GM to sell Allison Transmission

General Motors Corp. on Thursday said it reached a deal to sell its Allison Transmission unit for $5.6 billion to private-equity firms Carlyle Group and Onex Corp., sending the automaker's shares to the highest level in 2-1/2 years.

GM had said in January that it was looking to sell Allison, which makes transmissions for commercial trucks, buses and military vehicles, but the negotiated price was more than some Wall Street analysts had expected.

GM shares reacted by rising more than 2 percent, hitting their highest level since January 2005, on speculation that the automaker could use the proceeds from the Allison sale to fund a cost-cutting deal on health care in upcoming talks with the United Auto Workers union.

GM said the sale would include almost all of the Allison Transmission unit's assets, including seven manufacturing plants in Indianapolis and the unit's worldwide distribution network.

The sale is expected to close as soon as the third quarter, GM said, provided the deal is approved by GM's industrial union and regulators.

The conclusion of the sale to the two private equity firms comes just as GM is heading into a crucial round of contract talks with the United Auto Workers union in which the automaker will be seeking concessions to lower its labor costs.

The Allison agreement also extends a string of asset sales by GM over the past two years as it restructures and cuts costs, including a deal to spin off a majority stake in its former finance arm GMAC to private equity firm Cerberus Capital Management.

"This is another important step to strengthen our liquidity and provide resources to support our heavy investments in new products and technology," GM Chief Executive Rick Wagoner said in a statement.

JP Morgan analyst Himanshu Patel said in a note for clients that the sale agreement valued Allison at almost nine times trailing cash flow, a higher multiple than he had expected.

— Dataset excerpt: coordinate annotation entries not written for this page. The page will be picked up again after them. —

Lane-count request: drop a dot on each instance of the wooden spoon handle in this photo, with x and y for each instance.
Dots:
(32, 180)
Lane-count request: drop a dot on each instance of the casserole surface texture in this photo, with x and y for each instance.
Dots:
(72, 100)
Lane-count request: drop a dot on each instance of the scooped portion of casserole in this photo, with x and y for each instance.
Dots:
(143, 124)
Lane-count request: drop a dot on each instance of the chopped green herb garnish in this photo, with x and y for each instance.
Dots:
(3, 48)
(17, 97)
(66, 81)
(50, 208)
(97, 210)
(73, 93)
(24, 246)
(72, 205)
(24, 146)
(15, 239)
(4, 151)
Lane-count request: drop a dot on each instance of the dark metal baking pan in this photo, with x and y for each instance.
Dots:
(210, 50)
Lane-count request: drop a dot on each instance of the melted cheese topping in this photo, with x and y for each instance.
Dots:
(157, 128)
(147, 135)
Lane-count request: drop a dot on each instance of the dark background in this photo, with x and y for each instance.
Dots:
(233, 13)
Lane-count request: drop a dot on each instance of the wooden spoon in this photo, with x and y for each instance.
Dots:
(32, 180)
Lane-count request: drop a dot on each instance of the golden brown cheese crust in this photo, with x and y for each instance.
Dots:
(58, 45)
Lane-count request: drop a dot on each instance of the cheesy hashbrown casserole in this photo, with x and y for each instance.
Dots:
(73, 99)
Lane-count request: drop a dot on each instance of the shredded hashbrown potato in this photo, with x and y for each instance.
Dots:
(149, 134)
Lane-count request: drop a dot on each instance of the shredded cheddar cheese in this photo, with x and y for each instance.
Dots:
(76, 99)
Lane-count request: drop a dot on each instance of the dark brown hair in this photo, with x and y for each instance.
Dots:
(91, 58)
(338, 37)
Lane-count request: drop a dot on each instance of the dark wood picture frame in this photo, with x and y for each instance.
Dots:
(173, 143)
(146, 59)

Patel said GM could use the sale of the unit to fund a one-time payment to set up a trust fund for union workers' health care, similar to a deal negotiated by Goodyear Tire & Rubber Co. and the United Steel Workers union.

"We suspect GM would look to sell this highly profitable unit to line up financing for a (Goodyear)-style health-care deal," he said.

Shares of GM, the world's No. 2 automaker by volume behind Toyota Motor Corp., have gained more than 29 percent this month on building expectations that the company could win sweeping changes to its contract with the UAW that would lower hourly labor costs.

GM said it would retain a Baltimore, Maryland, plant now under Allison that makes conventional and hybrid transmissions for the automaker's pickup trucks and sport-utility vehicles.